Baskin

Released: 15 Jul 2016

Intense closeup of a grotesque, bloody human figure with an open, screaming mouth and damaged skin.
Intense closeup of a grotesque, bloody human figure with an open, screaming mouth and damaged skin.
3

Anticipation.

Can Evrenol has been known to produce horror shorts that are sinister, sadistic and spine chilling in equal measures.

3

Enjoyment.

The unrelenting provision of gore means that at times, it’s incredibly hard to watch, but also incredibly hard to turn away.

3

In Retrospect.

Sinister? Sadistic? Spine chilling? Check, check, check. This is a really nifty modern horror.

The gore arrives thick and fast in Turkish director Can Evrenol’s inventive horror carve-up.

A man sticks a knife into the eye of a police officer. He repeatedly stabs it, then proceeds to lick the blood from the blade, relishing in the taste of his latest victim. This is Baskin, the latest from Turkish genre director Can Evrenol. His film pivots around five police officers summoned to an abandoned building in Inceagac, a town preceded by its unsettling reputation. There, they descend stairs down to what can only be described as Hell. Not for the faint hearted, Baskin makes for a truly gruesome, masochistic study of the thin line between heroes and anti-heroes.

From the outset, Baskin (which translates as ‘raid’) adapts the eerie, conventional horror set with the flickering of lights, dimly lit rooms and the honing in on amplified sounds.

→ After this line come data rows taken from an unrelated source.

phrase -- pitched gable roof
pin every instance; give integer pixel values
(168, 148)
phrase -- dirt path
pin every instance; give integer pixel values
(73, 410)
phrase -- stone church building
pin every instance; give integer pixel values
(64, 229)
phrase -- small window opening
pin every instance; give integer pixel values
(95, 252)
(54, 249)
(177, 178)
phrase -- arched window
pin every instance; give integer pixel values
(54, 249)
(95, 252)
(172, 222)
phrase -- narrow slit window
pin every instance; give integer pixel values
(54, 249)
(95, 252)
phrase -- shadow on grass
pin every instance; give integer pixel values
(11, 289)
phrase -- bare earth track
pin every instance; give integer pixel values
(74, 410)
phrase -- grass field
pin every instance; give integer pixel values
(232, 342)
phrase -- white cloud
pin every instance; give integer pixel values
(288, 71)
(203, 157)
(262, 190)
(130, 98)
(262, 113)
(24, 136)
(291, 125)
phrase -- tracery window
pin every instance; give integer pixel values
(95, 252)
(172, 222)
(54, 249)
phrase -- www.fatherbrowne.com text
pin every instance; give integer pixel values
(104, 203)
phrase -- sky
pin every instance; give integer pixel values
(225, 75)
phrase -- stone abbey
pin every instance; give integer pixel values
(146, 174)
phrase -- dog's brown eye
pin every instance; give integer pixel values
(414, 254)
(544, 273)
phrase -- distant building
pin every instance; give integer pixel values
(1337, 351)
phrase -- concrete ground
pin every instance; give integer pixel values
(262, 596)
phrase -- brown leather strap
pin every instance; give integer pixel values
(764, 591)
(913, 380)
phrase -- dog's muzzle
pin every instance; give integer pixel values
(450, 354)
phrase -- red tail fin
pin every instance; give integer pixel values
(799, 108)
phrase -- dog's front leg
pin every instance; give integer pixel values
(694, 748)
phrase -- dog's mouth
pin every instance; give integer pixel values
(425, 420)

Frogs (considered doom-bringers in mythology) frequently appear, insinuating the ominous direction of the film. The police officers arrive and are ready to attack their unknown threat, but as the film progresses it becomes abundantly clear that they’re the ones being threatened. An early scene shows the police officers at a dinner, crudely discussing their prediction for prostitutes. This vulgarity immediately makes it hard for viewers to take a shine to them, corresponding with Evrenol’s intentions to engineer a stand-off between some bad guys and some even badder guys.

Largely filmed from the viewer’s perspective, Baskin meticulously forces you to witness every gut-wrenching moment. Shaking cameras heighten the intensity of fleeing scenes that switch frequently from the hunters to the hunted. Guided by the sounds of drumming and haunting chimes, suspense builds as the film gains momentum. Dingy and derelict abandoned cells shift to close-ups of brutalised chained bodies hanging from blood-smeared walls.

It’s at this moment that Baskin truly comes into its own, with animalistic beings butchering the deceased and tossing their guts to the floor where many of them crawl on all fours like beasts, scraping at the dirt with their bloodied hands. “Hell is not a place you go. You carry Hell with you at all times,” are the haunting words of a torturer to one of his victims, just moments before stabbing a clawed finger into his open gut wound, causing him to bleed profusely from the mouth. At the hands of Evrenol, Hell may be carried with you for some sleepless nights to come.